Tukang Parkir

58 12 3
                                    

"Halo guys." No no no, udah kayak youtuber sekarang aja aku. Kita normal aja ya intronya. Ok, namaku Glenn. Mungkin namaku memang mirip seorang penyanyi terkenal di Indonesia, tapi kalau suaraku, jangan berharap, deh. Orang-orang bernama keren sepertiku biasanya akan dijadikan tokoh utama sebagai cerita. Tapi kali ini tidak demikian. Aku lebih condong menjadi seseorang yang akan bercerita. Jadi, ini bukan tentangku. Tapi tentang temanku. Bukan tukang parkir kok, tenang aja.

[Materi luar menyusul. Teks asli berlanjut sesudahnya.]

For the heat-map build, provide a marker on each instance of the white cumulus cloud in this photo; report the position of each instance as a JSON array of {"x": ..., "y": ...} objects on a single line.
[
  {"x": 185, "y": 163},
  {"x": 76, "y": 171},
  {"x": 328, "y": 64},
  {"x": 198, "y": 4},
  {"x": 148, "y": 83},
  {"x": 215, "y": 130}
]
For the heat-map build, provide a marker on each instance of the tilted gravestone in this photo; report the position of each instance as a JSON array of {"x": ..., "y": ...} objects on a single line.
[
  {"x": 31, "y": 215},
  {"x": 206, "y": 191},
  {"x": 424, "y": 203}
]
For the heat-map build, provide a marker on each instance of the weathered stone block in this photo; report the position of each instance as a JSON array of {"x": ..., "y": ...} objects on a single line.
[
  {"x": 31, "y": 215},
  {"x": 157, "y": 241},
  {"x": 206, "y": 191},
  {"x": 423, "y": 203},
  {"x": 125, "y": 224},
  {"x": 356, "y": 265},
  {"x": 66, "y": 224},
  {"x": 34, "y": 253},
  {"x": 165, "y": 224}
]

Cerita kali ini berlatar pada masa—yang katanya–paling berwarna sepanjang hidup manusia. Masa SMA.

Aku memiliki seorang teman bernama Indra. Nama yang biasa sebagai tokoh utama di cerita ini. Namun, paras wajahnya bertolakbelakang dengan namanya. Dia tampan, kece, cool, dan bisa dibilang, pintar. Namun, dia memiliki sebuah kekurangan–Aku sendiri tak tahu apakah ini sebuah kekurangan. Dia tidak ahli berhubungan dengan seorang wanita. Mengapa aku bisa mengatakan hal itu? Tentu saja. Dia selalu saja gonta-ganti pacar. Hubungannya selalu saja hancur lebur, dan ia tak tahu apa penyebabnya. Sekarang saja dia sudah akan menembak seorang wanita cantik yang ada di kelas kami.

Zahra namanya. Dia adalah primadona kelas kami–aku tak ragu saat mengatakannya.

"Zahra, lu mau gak jadi pacar gue?" Kalimat berat seperti itu dapat Indra lontarkan dengan ringan di depan kami semua.

"Ma–Maksud lu apa?" Zahra tersipu malu. Akan kupersingkat bagaimana keadaan wajah cantiknya saat ini. Dia nge-blushing.

"Gue, pengen lu jadi pacar gue."

"Sekarang juga?" tanya Zahra dengan kebingungan.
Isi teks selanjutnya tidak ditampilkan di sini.